Luckily the course at Cruden Bay has a driving range, so I was able to swing a few times and shake the rust off. I felt better by the time I got to the first tee. Cruden Bay, as you will see by the pictures, is simply one of the more visually amazing golf courses I've ever played on
I shot 77, and I will let the pictures do the talking as far as the course it concerned. I parred the last, and my golf in Scotland was finished. I don't think I could have asked for a better day and a better course to finish up on. I had a pint with David and his wife, then I was off to try to find the Bullars o' Buchan - a rock formation just north of Cruden Bay. I found it by chance and hiked out to the precipice - a daunting drop but amazing!
From there, I hopped on the motorway and zipped through Aberdeen. Just south of Aberdeen is Stonehaven, home of Dunnottar Castle. It is a castle ruin out on what looks like an island in the sea. You are able to walk there, but you have to go all the way down and all the way up to get to the castle proper. Definitely worth the trip. I thought it funny that the men's room was right on the edge of the cliffs. Guys, that is what we get for not putting the seat down!! Amazing views of the cliffs, and the castle. I am not good enough with words to describe it, so again the pictures tell the tale. I actually bumped in to David and his wife at the castle, and wished them a safe journey back as they were leaving upon my entrance to the ruins.

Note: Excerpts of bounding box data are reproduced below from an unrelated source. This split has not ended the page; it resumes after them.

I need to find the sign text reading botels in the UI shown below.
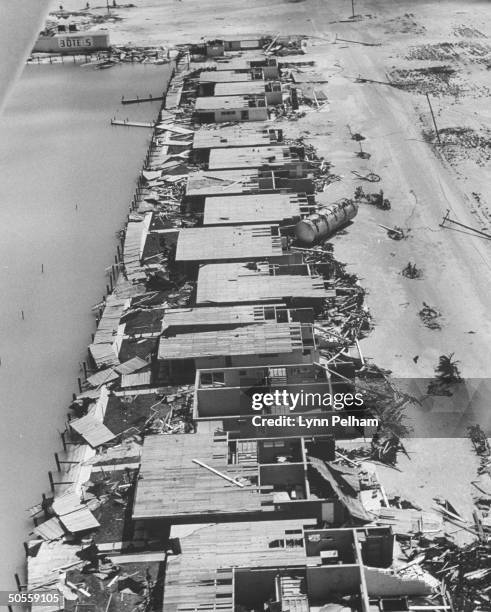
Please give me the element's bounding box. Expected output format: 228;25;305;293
58;36;94;49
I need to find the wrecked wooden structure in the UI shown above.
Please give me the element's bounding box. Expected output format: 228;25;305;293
18;35;468;612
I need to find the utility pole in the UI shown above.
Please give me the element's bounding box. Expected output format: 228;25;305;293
426;94;442;144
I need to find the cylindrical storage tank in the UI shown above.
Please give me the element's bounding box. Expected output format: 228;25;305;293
295;200;358;244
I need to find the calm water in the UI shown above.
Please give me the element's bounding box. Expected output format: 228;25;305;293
0;64;173;590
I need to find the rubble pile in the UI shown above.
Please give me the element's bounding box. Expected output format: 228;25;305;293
354;185;391;210
418;302;442;330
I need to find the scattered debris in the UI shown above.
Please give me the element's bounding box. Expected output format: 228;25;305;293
354;185;391;210
378;223;408;240
418;302;441;329
401;262;423;278
427;353;462;396
351;170;381;183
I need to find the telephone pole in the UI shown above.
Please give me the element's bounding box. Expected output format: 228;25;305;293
426;94;442;144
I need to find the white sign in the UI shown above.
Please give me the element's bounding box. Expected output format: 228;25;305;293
58;36;93;49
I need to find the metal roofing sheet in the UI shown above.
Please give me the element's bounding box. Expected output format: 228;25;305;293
194;96;254;111
176;225;283;261
114;356;148;374
158;323;303;360
186;169;259;196
193;121;274;149
133;434;273;520
70;414;115;448
87;368;119;387
203;193;301;225
214;80;266;96
162;304;282;329
121;370;152;388
208;146;291;170
196;262;335;304
199;70;252;83
60;507;100;533
32;516;65;542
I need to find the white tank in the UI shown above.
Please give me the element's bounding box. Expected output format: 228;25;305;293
295;200;358;244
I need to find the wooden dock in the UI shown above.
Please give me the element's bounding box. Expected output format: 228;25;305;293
121;95;164;104
111;119;155;128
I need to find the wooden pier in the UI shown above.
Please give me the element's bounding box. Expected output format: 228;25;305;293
111;119;155;128
121;95;164;104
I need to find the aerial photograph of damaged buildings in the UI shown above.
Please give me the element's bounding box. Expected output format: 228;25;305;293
0;0;491;612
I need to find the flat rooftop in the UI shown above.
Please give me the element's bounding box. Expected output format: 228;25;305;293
193;121;281;149
214;80;266;97
162;304;286;331
199;70;252;83
176;225;283;262
208;145;294;170
215;54;267;71
194;96;264;111
203;193;307;225
158;322;304;361
186;168;259;197
133;434;274;520
196;263;336;304
163;519;398;612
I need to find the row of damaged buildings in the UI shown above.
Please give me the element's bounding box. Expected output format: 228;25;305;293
22;37;446;612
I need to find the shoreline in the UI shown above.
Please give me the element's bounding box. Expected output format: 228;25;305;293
7;2;491;608
2;58;177;587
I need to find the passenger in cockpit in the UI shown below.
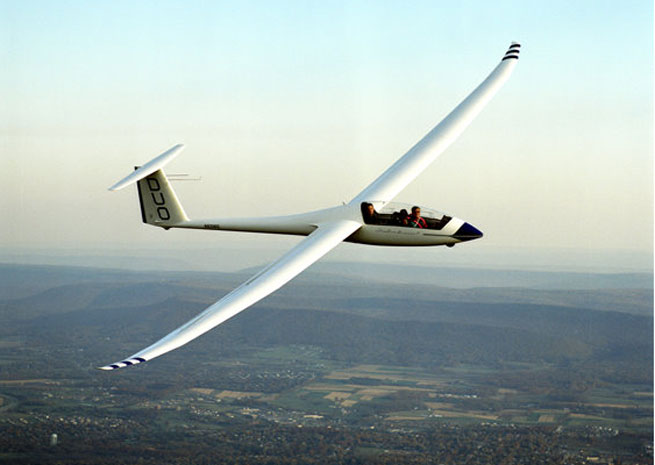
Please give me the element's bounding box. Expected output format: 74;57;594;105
362;203;380;224
407;206;428;229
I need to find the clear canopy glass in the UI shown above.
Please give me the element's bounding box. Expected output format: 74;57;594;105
361;202;452;230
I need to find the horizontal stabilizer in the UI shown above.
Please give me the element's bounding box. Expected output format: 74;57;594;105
109;144;184;191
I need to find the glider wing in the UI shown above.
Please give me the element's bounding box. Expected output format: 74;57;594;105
351;43;521;204
99;220;361;370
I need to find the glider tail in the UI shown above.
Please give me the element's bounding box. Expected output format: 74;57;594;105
137;170;189;229
109;144;189;229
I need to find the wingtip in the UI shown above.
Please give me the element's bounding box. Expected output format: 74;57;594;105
501;42;521;61
96;357;146;371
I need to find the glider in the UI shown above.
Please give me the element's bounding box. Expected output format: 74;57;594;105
99;43;521;370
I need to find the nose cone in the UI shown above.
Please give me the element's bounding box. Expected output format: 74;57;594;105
453;223;482;242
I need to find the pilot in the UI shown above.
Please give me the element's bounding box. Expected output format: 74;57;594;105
407;206;428;229
362;203;380;224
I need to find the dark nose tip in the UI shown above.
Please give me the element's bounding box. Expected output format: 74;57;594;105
453;223;482;242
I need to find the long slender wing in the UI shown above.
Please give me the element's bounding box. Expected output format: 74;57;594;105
351;42;521;203
99;220;361;370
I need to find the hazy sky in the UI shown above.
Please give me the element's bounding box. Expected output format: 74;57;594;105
0;0;653;268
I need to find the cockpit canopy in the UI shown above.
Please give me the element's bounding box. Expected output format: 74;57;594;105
361;201;452;230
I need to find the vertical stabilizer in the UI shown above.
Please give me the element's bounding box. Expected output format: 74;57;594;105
137;169;189;228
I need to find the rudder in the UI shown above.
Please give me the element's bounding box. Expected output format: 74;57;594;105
137;169;189;228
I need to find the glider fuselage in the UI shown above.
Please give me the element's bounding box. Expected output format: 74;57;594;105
173;204;482;246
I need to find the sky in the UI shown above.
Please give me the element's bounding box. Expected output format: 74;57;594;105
0;1;653;269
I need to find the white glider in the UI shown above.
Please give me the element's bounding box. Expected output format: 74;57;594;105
99;43;521;370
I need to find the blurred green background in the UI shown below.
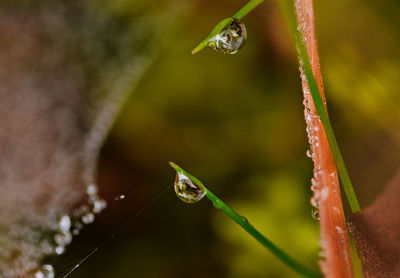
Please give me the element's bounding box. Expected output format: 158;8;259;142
56;0;400;278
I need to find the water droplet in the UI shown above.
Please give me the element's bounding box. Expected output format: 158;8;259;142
54;232;72;245
174;173;206;204
35;264;54;278
58;215;71;233
114;195;125;201
209;18;247;54
310;196;319;208
213;200;224;209
311;208;319;220
93;200;107;213
54;245;65;255
81;212;94;224
86;184;97;196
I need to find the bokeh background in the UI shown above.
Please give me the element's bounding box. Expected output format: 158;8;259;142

Once I left Dunnottar, I drove down to Dundee, stopping to ask for directions to Blackness Rd., which is where my grandfather lived when he was a very small child. It was definitely in the working class section of town, and the apartments certainly looked old. The views of the Firth of Tay were wonderful from that area, though; the Tay Bridge was shimmering in the evening sun. I found the address, although what is there now does not quite mesh with our family tree!! After Dundee, I made it as far as Dumfermline before I saw a Travelodge and had to stop. I was exhausted from the drive, the fresh air, and all the walking. I had dinner somewhere but don't ask me where, and I simply oozed into bed. Cheers for now!